Et que Dieu veille à ce qu'un jour, à Son heure à Lui, par le biais de la chose la plus faible, ou la plus folle de ce monde des milliers de Béatrice reçoivent la vie nouvelle qui d'une façon aussi radicale et déterminée les transformera, non pas en des bêtes avides de vengeance, ce que n'était plus Béatrice, mais en des êtres qui découvrent en eux une réalité nouvelle qui ne peut supporter le coma ou la vie médiocre d'un fugitif rempli de la peur que son passé ne le rattrape. Oui, Béatrice en sortant de son coma est bel et bien morte à son passé, et grâce à l'aide involontaire de Bill, elle va le lui montrer.

Si Kill Bill était un film (auto)biographique, qu'aurais-je de plus à dire? Que Béatrice a besoin maintenant de se retirer à l'écart, de se tourner vers le Seigneur, et tout simplement de pleurer...telle Marie de Béthanie et toutes (tous) les autres, sans oublier aussi de rire, en élevant sa fille selon les valeurs qu'elle est en train de découvrir, dont la principale est: la Paix. Dans ce déferlement de vengeance et de haine, un mot n'est jamais employé, une notion n'est jamais évoquée: celle du pardon. Mais nous sommes dans un univers de samouraïs dans lequel le sens de l'honneur (ou de l'Amour?) bafoué se paye par le sang et la mort. Tout comme l'Honneur bafoué du Dieu Eternel a été lavé par le sang. Mais celui du Fils. Cela, Béatrice doit encore l'apprendre...
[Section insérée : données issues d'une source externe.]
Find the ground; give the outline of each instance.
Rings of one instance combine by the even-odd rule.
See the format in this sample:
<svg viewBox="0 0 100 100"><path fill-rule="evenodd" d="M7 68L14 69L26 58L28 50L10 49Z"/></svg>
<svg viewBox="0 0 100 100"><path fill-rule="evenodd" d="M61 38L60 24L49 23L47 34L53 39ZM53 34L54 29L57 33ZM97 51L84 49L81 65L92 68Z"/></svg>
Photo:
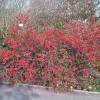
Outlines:
<svg viewBox="0 0 100 100"><path fill-rule="evenodd" d="M100 100L100 95L55 93L32 86L0 85L0 100Z"/></svg>

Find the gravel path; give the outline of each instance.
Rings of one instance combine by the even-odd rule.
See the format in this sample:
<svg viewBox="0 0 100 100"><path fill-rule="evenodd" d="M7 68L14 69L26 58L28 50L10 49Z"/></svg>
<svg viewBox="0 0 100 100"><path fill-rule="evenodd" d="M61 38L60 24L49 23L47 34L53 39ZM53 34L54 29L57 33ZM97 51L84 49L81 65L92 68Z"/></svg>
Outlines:
<svg viewBox="0 0 100 100"><path fill-rule="evenodd" d="M0 100L100 100L100 95L55 93L31 86L0 85Z"/></svg>

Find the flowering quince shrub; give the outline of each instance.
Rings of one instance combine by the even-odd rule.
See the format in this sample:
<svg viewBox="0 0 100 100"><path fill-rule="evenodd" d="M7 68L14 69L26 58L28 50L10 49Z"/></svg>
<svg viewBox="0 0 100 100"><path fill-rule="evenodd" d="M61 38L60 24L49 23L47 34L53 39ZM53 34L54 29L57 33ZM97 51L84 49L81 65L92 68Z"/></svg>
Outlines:
<svg viewBox="0 0 100 100"><path fill-rule="evenodd" d="M26 15L16 18L23 27L13 25L8 35L0 35L2 80L66 90L70 86L85 88L80 83L88 80L90 85L90 78L99 77L90 69L100 70L100 26L89 30L86 25L72 22L64 29L36 34L26 25Z"/></svg>

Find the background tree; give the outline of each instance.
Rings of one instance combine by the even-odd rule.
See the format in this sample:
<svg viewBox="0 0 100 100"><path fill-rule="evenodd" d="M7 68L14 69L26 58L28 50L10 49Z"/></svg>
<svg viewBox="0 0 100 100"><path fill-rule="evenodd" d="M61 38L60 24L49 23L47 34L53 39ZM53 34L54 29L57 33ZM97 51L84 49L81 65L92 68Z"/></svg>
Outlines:
<svg viewBox="0 0 100 100"><path fill-rule="evenodd" d="M94 0L63 0L57 14L65 20L85 20L95 14Z"/></svg>

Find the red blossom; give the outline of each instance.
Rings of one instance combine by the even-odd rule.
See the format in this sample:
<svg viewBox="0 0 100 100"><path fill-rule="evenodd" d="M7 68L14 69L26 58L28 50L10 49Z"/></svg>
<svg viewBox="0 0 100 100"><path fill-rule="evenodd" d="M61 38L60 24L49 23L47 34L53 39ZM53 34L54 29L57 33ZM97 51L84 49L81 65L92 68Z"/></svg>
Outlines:
<svg viewBox="0 0 100 100"><path fill-rule="evenodd" d="M84 68L82 70L83 76L89 76L89 70L87 68Z"/></svg>
<svg viewBox="0 0 100 100"><path fill-rule="evenodd" d="M25 61L25 59L18 60L18 64L19 66L27 66L27 62Z"/></svg>
<svg viewBox="0 0 100 100"><path fill-rule="evenodd" d="M24 14L18 14L18 15L16 16L16 19L17 19L18 21L20 21L21 23L23 23L23 24L26 24L26 23L29 22L28 16L27 16L27 15L24 15Z"/></svg>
Car si la Paix est une chose, le Repos en est une autre. Une dernière chose ami lecteur qui a eu la patience de terminer ce court compte-rendu. Car je devine que sur certains points vous vous êtes demandé si je ne cautionnais pas un peu la violence en rendant hommage à cette Béatrice si...pleine d'énergie. Que nenni! Mais une question se pose depuis un bon nombre d'années maintenant. N'a-t-on pas tendance à demander aux gens d'avoir des comportements chrétiens avant même d'être converti? Béatrice, je la prends comme elle est. Sans vouloir la changer, en observateur –attentif certes - mais pas en juge. Car à trop vouloir changer le monde avant qu'il ne soit converti, on a creusé un fossé qui me rappelle l'histoire, déjà abordée plus haut, de Marie de Béthanie dont le pharisien, Simon, pense le plus grand mal: une femme pêcheresse. C'est à dire, probablement une adultère ou une prostituée. Cela, si Jésus était le Messie, Il aurait dû le savoir! Dans son esprit du moins. Car Jésus la laisse tout simplement venir à Lui. Comme Béa?